In an interview on WFAE, Charlotte’s NPR affiliate, McCrory defended North Carolina’s refusal to expand existing Medicaid programs until fixes are made.

“We decided not to [expand the program] because first of all the existing Medicaid system in North Carolina is broken,” McCrory said. “I felt, before you expand something, why don’t you fix the services to those people in which Medicaid was originally designed.”

Asked directly whether North Carolina would ever expand Medicaid, McCrory said nothing is off the table: “I’m leaving that door open. Once we fix the current system, I have not closed that door as governor.”

McCrory was one of a handful of governors, along with New Jersey’s Chris Christie (R), Connecticut’s Dannel Malloy (D) and Nebraska’s Dave Heineman (R), who met over the weekend with Health and Human Services Secretary Sylvia Mathews Burwell on the sidelines of the National Governors Association meeting in Nashville. McCrory said he was exploring whether HHS would sign off on waivers that would allow North Carolina to craft its own plan.

“What we’re trying to figure out is how we can get more waivers to adapt to what North Carolina needs. For example, if I expand Medicaid, can we do it in a strategic way instead of across the board?” McCrory said.

If North Carolina and HHS were to agree upon waivers, McCrory would be following a well-trod path of Republican governors who accept federal money to cover more low-income Americans under Medicaid, even if they don’t call it Medicaid expansion. Ohio Gov. John Kasich (R), Iowa Gov. Terry Branstad (R) and Christie accepted federal funding to expand Medicaid. So did Indiana Gov. Mike Pence (R), though his administration cast it as a solution individually tailored to Hoosier needs.
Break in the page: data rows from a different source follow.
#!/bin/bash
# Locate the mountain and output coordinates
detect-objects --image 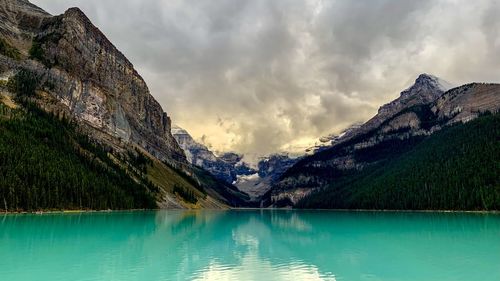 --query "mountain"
[172,123,297,202]
[235,154,300,201]
[266,74,500,207]
[0,0,248,208]
[296,113,500,211]
[172,126,253,184]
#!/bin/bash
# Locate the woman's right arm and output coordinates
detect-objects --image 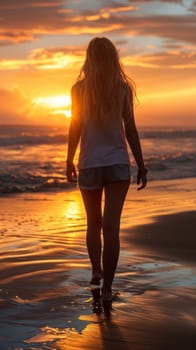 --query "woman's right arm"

But passing Medicaid expansion, or anything like it, would be politically difficult, given the heavily conservative bent of the Republican-dominated state legislature. The legislature passed a measure in 2013 to prevent the state from accepting Medicaid expansion, and both House Speaker Thom Tillis (R) and state Senate President Phil Berger (R) are against expansion.

We’re told that Speaker Thom is Gov. Pat’s ONLY friend in the General Assembly.  But he’s GONE at the end of the year — regardless of how the November vote goes.  That leaves Phil Berger as the lone BIG DOG on the block.  That’s right.  The guy McCrory has been mercilessly attacking every time a microphone gets shoved in front of his face.